The report helpfully acknowledges these concerns and the insolvency service will assess the position with a view to possibly modifying the scope of the insolvency claims. This is great news for practitioners and as a result, we could see a return to earlier practice where only one procedure was required.
However, as with many suggested areas for improvement/revision, additional details will be provided in due course and there is no timescale for change; therefore, until then, in light of the findings of the Manolete Partners case, two sets of proceedings may be required.
Secured Creditor’s Approval of Insolvency Practitioner Fees and Consent to Extension of Administrations
One of the problems faced by insolvency practitioners when it comes to approving fees or consenting to extensions of administration is obtaining approval from secured creditors.

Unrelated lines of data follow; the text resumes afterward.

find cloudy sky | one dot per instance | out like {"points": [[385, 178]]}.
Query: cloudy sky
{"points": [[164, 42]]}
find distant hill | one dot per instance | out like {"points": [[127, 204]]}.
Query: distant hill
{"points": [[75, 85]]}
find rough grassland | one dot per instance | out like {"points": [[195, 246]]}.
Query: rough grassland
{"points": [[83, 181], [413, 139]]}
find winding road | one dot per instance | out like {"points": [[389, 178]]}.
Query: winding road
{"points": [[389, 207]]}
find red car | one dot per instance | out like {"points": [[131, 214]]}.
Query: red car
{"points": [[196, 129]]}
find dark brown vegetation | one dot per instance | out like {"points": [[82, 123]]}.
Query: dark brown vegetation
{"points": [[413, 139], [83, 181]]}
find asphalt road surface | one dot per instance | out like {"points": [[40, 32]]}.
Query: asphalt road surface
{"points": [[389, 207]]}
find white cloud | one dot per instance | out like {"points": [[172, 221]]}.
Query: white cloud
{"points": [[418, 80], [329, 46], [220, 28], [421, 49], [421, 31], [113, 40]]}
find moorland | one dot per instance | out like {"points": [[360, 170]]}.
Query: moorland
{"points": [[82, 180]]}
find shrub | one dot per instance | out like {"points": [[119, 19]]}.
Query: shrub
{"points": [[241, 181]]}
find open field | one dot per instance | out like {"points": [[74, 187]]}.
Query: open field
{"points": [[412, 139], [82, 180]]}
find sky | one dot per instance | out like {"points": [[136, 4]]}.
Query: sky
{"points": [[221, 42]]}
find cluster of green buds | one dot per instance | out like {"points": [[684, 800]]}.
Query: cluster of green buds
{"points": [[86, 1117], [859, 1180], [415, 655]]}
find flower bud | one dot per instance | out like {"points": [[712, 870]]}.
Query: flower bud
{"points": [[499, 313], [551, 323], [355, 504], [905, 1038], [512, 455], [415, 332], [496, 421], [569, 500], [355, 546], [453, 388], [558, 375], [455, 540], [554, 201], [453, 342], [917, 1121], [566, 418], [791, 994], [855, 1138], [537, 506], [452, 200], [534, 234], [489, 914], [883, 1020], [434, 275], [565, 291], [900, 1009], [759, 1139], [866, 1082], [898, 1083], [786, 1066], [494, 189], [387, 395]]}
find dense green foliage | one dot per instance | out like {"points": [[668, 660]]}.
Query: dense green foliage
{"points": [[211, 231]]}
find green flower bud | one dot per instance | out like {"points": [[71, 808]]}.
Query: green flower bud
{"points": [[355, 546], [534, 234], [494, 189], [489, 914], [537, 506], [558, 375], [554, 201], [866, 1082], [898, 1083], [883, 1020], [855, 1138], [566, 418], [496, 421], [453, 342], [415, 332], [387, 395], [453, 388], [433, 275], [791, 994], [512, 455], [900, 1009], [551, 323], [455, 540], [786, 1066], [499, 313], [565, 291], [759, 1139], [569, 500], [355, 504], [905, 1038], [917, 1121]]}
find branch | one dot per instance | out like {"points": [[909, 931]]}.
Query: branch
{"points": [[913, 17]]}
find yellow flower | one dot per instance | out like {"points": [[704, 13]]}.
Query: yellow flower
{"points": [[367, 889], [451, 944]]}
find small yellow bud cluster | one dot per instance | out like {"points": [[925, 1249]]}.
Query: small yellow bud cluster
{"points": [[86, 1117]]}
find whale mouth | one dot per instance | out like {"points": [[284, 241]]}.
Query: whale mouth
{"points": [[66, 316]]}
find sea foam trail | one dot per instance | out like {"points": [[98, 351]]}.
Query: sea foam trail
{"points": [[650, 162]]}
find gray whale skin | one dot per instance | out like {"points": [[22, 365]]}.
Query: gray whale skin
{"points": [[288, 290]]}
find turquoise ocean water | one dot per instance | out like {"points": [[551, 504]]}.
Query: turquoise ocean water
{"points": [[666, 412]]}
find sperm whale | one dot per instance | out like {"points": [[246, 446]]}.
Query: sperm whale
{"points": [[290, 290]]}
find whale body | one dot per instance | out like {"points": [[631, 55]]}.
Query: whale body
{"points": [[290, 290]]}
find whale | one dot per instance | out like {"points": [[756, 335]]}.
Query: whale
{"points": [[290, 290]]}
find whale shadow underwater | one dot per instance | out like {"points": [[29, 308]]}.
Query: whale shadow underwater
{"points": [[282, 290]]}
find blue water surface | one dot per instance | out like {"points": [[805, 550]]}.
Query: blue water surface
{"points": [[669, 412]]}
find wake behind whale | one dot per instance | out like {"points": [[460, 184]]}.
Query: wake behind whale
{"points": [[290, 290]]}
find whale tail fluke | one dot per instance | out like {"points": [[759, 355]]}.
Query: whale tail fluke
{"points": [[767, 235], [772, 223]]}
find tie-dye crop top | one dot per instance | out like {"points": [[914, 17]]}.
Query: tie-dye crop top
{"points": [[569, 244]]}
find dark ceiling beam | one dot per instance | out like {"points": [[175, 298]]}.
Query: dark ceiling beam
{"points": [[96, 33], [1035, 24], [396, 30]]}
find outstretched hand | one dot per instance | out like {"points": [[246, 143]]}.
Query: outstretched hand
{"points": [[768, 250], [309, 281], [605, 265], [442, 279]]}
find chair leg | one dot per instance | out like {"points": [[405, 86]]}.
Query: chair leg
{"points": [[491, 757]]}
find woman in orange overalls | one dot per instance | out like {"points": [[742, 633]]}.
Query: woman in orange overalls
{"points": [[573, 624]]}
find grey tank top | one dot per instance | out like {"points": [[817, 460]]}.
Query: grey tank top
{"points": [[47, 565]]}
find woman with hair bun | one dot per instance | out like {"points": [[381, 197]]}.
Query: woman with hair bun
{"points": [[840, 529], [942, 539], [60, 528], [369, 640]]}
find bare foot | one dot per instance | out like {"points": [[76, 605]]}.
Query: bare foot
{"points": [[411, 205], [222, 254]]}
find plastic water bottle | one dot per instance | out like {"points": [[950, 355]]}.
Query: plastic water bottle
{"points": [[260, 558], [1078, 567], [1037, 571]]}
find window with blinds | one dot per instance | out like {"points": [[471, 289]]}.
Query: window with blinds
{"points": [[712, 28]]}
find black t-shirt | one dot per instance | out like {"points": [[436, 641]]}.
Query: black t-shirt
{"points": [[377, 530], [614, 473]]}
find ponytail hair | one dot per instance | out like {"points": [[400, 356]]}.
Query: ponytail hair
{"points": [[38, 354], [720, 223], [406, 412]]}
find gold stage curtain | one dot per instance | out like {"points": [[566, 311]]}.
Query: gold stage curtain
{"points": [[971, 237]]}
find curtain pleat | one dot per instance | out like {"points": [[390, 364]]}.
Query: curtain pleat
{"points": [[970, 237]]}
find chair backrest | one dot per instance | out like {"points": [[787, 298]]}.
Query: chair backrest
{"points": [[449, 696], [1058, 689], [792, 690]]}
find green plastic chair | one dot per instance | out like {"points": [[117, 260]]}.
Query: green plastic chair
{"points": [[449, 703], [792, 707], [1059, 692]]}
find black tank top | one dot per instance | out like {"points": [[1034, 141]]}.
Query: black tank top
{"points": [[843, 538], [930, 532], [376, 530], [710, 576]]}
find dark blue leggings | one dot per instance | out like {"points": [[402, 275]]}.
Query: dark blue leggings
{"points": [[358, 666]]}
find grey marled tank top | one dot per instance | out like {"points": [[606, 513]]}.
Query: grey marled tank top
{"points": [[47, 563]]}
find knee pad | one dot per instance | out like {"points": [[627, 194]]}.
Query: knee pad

It is difficult and sometimes impossible to obtain the consent of secured creditors when they have been (or will be) paid in full, because they have no interest in engaging in the administration procedure.
A number of respondents called for the rules to be changed as the lack of commitment creates difficulties in practice.
While acknowledging that initiation can sometimes be difficult, the Insolvency Service says there are no plans to change these rules. Instead, it confirms its (apparent) long-standing view that creditor qualification is fixed at the time of entry into proceedings, which means that secured creditors, even if paid, but must be included in the decision-making process – a point that has been debated for some time.
The report adds that Rule 15.11(1) will be amended; to specify that when a decision is required from fully discharged creditors, a notification must be sent to them.
Although the statement of the report on the classification of creditors relates only to the approval of administrators’ fees, it is likely that it also extends to any decision requiring the consent of the secured creditor, including the consent to extend a administration.
This position is problematic for insolvency practitioners, who often cannot obtain the consent of paid secured creditors (and preferred creditors), leaving them with the only option of going to court, but given the position of the government on this issue, the industry is grappling with this frustration.
Due to the pandemic, the threshold for making liquidation petitions has been temporarily increased to £10,000 but, as of April 1, 2022, it is now back to £750 (see our previous blog post).
There had been rumors that the increase to £10,000 would become permanent and although that was not the case the Insolvency Service said it would reflect on experiences during the pandemic and consider further whether it the threshold had to be increased to provide greater protection to businesses. against creditors with small debts. If increased, it would bring petitions closer to the bankruptcy petition threshold.
Overall, the report contains some useful pointers and suggested positive changes, but nothing seismic and it may take some time before some of the even minor corrections to the regulations are made due to the pressure on the parliamentary time.